Впереди их ждал путь сквозь сумрачный город, в котором вдоль путаных улиц угадывались неясные силуэты домов. Ни луны, ни солнца не просматривалось. Один синеватый дым кругом. Кое-где в их сторону тянули свои жадные пальцы изувеченные кусты, кое-где булькало и хлюпало прямо посреди мостовой, над теми местами клубилась дымка и веяло опасностью. И ни единого намека на присутствие насекомых: ни пчел, ни шмелей, ни мошкары с комарами. Однако какая-то живность все же водилась, правда, она тщательно скрывалась в темных подворотнях или просто в непроглядной тьме.
– К Поперечной улице? – спросил Мстислав. Его удлиненная кольчуга слабо бликовала серебром. Вирник проверил ремни, потрогал рукоять меча и топорика, перебросил через плечо суму, после чего почесал затылок. Был он как никогда серьезен, почти не сквернословил.
– Может, когда-то она и была поперечной, а теперь прямых улиц нету. И прямых путей тоже, – осклабился «байкер». Его вытянутое лицо кого-то очень сильно напоминало Даниле (кажется, волколаками называли оборотней, превращавшихся в волков). – Пойдем лесенкой: двести шагов на восток, двести на север, и так далее. Глядишь, и доберемся до Стока. Хотя вам там может не понравиться.
– Понравится – не понравится, это уже наше дело, ты, главное, доведи по своей «лесенке», – встрял Василько. Черный мех меж пластин доспеха воина лоснился, оттого был особо заметен, к спине приторочен каплевидный щит, из-под которого выглядывал тисовый лук. Один колчан был пристегнут к поясу, другой закинут туда же, за спину. В общем, выглядел сотник как глянцевый богатырь. Прям глаза слепило от его идеального облика.
– Да мне то что, вы заплатили, вам и расхлебывать, главное, поспевайте за мной. – И их вожатый быстрым пружинистым шагом направился в сторону длинных, вытянутых строений неясного назначения.
Почему-то предстоящие приключения не шибко радовали нашего героя. Под ногами чавкала вязкая жижа. От мостовой остались лишь немногочисленные неровные валуны и скользкие бревна. Бегающие тени на грани видимости тоже не добавляли оптимизма.
А вдруг то, что они ищут, и есть его закрытая дверь, и если открыть крышку Мармендука, он пройдет точку возврата? Вдруг на этом всё и закончится? Хочет он того или нет? Да, сейчас чувствует себя неважно. Однако никакого мало-мальски значимого поступка бортник так и не совершил. Чего он вообще здесь достиг? Ни-че-го! А от никчемности собственного существования он и там еще устал. Сладко есть и вкусно спать? Упаси Создатель, ему этого мало. Каково жить, когда никаких талантов в себе обнаружить так и не смог, а душа все равно дрожит от вожделения чуда?
Данило схватился за то место куртки, под которым нащупывался оберег. Спаси и сохрани! Он не знал отчего, но даже будучи таким не хотел, чтобы все закончилось с открытием крышки сундучка. А в том, что они откроют этот ящик Пандоры, сомнений не было. Искушение рождает историю. Иначе не было бы изгнания из Рая, а значит, и существующего мира, ну или миров.
От прикосновения к узелковому оберегу стало легче. Помогает подарочек Прасковьи! Может быть, и пронесет. Может, он ошибается и это будет обычный волшебный ящичек, ценный только для местных, а никакой не ключ от скважины виртуального замещения.
– Не приближайтесь к черной колючке. Порежет, и бронька не спасет, – пролаял «байкер», когда юноша уклонился в сторону. Как будто у проводника глаза на затылке! Шагает первым, а успевает и всё замечать, и команды раздавать.

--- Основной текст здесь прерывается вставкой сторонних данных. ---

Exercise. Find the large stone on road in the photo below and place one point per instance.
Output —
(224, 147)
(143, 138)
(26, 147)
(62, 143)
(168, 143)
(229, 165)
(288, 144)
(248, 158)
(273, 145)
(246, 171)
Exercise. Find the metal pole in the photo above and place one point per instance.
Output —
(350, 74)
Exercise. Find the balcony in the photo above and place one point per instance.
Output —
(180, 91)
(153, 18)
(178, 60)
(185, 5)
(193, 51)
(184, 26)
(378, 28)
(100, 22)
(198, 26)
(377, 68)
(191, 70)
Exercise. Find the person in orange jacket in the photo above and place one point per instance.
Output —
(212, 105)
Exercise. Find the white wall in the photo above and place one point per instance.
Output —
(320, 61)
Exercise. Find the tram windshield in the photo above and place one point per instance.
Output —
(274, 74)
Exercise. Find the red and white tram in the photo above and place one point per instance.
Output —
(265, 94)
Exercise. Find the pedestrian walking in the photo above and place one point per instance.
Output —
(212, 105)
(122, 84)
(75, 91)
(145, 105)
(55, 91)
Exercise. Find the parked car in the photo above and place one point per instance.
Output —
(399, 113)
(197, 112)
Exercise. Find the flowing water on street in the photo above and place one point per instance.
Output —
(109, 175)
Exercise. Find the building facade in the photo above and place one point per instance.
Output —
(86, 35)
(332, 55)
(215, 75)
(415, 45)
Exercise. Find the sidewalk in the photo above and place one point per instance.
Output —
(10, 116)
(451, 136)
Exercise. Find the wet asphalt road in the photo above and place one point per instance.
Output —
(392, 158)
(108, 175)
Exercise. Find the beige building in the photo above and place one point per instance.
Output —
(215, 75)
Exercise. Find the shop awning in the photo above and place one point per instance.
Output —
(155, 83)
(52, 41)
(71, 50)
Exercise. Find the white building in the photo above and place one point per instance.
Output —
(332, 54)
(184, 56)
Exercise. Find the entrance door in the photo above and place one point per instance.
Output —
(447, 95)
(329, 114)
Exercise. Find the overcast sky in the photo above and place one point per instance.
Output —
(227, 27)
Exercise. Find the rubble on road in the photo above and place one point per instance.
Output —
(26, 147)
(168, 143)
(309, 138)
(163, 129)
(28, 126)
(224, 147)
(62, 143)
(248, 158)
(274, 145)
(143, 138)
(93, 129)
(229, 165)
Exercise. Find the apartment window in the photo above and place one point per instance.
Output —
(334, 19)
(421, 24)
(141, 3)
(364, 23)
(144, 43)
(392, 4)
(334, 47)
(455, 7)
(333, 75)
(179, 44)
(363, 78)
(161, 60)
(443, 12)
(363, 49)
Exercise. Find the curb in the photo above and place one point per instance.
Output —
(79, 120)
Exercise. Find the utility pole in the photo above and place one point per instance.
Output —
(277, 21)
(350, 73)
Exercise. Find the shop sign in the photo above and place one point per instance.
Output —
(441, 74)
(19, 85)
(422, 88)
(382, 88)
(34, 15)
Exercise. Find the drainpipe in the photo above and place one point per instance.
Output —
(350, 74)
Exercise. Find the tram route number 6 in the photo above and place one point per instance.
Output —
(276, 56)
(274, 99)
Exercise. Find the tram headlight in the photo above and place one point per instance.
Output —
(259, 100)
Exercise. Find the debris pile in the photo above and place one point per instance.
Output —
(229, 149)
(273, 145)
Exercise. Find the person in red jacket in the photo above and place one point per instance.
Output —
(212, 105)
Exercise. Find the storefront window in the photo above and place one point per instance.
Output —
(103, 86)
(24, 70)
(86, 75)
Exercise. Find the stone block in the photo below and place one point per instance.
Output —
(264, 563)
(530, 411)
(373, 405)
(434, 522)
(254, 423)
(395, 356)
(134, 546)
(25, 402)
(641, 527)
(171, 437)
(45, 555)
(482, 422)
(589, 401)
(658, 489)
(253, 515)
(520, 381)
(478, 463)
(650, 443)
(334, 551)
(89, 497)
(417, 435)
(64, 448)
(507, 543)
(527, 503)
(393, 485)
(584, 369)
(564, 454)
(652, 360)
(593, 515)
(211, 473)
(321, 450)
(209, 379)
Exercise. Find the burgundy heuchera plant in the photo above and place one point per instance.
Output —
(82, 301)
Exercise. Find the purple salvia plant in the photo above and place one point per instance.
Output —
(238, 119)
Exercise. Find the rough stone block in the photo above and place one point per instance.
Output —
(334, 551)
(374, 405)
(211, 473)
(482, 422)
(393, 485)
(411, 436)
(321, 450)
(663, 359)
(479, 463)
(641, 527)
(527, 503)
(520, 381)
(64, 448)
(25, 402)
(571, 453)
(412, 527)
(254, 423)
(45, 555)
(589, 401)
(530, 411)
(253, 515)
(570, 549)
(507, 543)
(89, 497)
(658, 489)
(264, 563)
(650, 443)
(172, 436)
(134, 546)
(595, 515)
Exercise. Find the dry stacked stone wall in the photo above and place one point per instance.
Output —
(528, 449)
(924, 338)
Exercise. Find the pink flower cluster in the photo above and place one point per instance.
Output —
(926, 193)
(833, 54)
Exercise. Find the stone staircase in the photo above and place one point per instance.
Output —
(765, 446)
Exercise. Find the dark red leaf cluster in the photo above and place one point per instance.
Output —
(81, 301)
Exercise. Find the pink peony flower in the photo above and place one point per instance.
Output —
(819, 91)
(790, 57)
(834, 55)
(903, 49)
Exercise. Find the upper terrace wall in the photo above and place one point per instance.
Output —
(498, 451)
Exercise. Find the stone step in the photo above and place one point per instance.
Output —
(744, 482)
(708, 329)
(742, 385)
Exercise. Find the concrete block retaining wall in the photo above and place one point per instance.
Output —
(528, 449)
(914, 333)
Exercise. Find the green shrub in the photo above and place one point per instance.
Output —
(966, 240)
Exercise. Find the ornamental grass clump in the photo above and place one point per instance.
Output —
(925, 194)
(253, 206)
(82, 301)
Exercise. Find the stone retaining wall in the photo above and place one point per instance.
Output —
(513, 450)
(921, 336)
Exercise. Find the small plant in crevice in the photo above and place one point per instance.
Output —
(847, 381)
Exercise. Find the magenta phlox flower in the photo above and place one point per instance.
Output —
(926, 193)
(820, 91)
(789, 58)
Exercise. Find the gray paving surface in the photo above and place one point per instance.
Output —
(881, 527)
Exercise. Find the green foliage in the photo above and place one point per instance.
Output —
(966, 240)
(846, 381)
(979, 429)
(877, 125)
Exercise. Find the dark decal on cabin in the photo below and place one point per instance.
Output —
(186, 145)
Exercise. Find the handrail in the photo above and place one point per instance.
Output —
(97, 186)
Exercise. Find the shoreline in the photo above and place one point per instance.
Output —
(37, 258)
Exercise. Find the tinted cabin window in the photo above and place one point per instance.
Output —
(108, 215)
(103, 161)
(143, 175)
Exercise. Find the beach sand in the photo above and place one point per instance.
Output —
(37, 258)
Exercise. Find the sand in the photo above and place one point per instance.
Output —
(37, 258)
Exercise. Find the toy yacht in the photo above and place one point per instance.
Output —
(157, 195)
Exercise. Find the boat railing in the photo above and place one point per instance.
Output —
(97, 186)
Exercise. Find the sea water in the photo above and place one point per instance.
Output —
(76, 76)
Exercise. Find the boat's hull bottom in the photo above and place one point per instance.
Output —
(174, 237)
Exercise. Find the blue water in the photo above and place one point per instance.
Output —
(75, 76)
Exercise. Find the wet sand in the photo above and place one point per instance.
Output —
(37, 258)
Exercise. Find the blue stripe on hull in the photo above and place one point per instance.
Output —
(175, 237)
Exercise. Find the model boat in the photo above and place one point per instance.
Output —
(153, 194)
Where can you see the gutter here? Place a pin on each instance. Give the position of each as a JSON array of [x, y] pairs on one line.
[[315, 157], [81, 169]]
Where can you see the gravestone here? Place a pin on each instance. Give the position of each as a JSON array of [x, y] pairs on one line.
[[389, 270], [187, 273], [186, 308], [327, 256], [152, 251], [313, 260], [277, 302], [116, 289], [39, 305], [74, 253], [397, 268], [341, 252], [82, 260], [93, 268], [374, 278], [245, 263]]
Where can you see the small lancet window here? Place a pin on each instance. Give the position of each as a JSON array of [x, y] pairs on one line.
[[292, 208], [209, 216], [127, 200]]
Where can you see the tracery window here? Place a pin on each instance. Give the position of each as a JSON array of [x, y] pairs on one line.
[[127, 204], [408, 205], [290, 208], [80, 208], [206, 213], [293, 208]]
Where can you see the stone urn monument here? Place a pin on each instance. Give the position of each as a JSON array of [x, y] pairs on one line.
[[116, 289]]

За ним пыхтел Мстислав, замыкал отряд Василько. Шаги сотника были настолько легки, что Данило едва их различал.
В какой-то момент волколак, как все называли провожатого, резко остановился, совсем немного не дойдя до покореженных амбаров.

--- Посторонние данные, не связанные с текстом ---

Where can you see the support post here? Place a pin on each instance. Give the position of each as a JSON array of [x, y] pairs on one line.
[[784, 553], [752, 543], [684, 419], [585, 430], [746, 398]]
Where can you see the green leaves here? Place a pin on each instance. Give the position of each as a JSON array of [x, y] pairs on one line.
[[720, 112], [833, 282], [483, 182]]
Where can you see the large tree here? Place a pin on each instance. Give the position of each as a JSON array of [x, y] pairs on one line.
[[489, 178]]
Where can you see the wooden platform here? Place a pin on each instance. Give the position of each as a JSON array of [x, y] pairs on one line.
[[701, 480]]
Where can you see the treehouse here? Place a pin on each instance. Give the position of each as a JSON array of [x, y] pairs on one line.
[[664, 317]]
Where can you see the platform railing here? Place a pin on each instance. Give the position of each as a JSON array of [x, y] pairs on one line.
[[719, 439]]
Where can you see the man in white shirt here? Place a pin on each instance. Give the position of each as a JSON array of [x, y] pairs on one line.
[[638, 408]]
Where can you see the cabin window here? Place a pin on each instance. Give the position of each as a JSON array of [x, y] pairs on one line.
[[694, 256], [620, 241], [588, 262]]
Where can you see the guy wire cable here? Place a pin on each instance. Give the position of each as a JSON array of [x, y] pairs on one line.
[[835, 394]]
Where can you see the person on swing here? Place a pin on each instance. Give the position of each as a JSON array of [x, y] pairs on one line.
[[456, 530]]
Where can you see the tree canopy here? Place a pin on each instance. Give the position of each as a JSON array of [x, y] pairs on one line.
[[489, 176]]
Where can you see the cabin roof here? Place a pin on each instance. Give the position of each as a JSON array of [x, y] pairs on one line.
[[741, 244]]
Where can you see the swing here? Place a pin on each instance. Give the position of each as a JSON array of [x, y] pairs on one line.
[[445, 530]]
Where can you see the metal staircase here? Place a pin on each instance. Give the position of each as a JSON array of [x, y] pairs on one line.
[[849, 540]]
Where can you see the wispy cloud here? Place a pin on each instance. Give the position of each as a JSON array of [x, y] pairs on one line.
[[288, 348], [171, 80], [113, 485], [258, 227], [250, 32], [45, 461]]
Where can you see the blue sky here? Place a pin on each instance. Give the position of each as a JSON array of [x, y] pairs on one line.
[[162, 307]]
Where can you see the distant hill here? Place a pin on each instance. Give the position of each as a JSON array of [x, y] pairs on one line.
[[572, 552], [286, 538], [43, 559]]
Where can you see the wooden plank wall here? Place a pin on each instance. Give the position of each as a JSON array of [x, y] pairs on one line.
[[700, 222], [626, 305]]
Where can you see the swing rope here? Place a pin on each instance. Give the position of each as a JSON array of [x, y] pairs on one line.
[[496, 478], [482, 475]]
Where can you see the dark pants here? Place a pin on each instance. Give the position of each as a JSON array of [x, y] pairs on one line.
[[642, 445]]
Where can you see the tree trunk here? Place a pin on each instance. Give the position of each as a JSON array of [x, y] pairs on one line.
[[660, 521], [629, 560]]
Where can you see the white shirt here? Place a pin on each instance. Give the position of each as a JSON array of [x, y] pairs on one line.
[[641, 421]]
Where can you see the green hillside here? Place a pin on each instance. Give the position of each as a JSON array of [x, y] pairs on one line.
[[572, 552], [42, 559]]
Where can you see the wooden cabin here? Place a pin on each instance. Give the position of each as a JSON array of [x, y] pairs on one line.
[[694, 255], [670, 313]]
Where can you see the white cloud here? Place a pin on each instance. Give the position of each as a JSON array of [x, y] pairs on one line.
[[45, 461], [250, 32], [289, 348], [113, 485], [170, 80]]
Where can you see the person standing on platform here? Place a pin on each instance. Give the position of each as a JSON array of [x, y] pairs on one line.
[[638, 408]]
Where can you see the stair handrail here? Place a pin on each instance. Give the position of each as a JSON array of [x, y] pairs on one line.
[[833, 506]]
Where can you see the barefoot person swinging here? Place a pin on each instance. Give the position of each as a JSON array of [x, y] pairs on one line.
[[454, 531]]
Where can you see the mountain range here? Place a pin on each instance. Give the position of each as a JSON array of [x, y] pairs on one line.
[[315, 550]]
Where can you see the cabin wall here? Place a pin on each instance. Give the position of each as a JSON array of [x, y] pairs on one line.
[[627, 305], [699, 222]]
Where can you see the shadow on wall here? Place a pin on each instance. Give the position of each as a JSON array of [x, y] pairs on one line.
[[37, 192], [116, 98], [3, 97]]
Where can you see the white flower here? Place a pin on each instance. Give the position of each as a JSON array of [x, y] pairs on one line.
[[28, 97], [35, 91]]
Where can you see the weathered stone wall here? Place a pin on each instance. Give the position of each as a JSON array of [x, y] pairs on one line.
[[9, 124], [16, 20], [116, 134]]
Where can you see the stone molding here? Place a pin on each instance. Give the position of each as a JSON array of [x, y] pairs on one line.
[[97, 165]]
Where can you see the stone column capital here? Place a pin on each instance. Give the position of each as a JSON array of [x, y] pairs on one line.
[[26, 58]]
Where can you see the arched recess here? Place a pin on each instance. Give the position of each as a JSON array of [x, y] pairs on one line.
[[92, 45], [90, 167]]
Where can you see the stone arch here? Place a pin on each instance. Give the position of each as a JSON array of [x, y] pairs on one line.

– Что там, мать-перемать? – буркнул вирник, едва не воткнувшись в кожаную спину.
– Жгучий пух болтается над подозрительной ямочкой. Еще вчера ее там не было. Ой, не к добру это. – Последние слова длиннолицый процедил сквозь зубы, потом сплюнул себе под ноги. – Пора забирать влево.

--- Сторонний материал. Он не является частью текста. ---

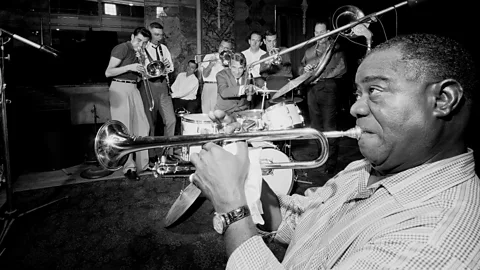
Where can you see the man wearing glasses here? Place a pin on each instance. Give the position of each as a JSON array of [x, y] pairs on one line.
[[232, 91]]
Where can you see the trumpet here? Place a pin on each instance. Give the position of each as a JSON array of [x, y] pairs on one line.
[[113, 144], [224, 57], [277, 60], [141, 58]]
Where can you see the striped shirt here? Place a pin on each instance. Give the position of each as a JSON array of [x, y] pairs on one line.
[[427, 217]]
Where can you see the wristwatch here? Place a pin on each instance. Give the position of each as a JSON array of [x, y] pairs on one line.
[[222, 221]]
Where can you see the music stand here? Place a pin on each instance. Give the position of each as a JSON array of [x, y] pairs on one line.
[[11, 213]]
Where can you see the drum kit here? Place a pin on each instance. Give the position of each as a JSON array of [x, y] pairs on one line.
[[283, 115], [280, 122]]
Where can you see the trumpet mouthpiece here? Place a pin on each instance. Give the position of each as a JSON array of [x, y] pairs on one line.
[[353, 133]]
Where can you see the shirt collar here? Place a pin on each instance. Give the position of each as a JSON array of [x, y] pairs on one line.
[[421, 182]]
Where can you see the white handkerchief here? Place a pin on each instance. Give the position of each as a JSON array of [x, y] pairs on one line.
[[253, 183]]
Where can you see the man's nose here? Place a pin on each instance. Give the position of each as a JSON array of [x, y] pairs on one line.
[[360, 108]]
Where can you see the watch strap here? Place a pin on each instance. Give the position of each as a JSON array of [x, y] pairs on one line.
[[236, 215]]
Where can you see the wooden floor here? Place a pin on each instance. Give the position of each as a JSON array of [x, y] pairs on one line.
[[67, 176]]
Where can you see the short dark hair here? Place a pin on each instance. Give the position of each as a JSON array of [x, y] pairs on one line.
[[254, 32], [435, 58], [143, 31], [269, 32], [239, 57], [156, 25], [327, 23], [193, 62], [228, 40]]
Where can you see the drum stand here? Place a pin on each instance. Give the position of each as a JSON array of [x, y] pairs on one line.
[[11, 213]]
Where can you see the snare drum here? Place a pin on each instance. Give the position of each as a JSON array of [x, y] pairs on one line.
[[193, 124], [279, 180], [283, 116], [197, 124], [250, 119]]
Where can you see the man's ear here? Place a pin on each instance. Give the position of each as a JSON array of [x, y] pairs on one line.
[[448, 96]]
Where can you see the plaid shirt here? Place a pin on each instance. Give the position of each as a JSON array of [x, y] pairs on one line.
[[427, 217]]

И они повернули на север по узкой улочке между очень неприятными заборами. Иногда в изгородях отсутствовали жерди, и тогда сквозь прорехи виднелись язычки голубоватого пламени, что вырывались из разрушенных домов. Только пламя это не жгло и не грело, а являлось просто вкраплением в пространство, своеобразным наложением одних текстур на другие в руках неумелого игродела.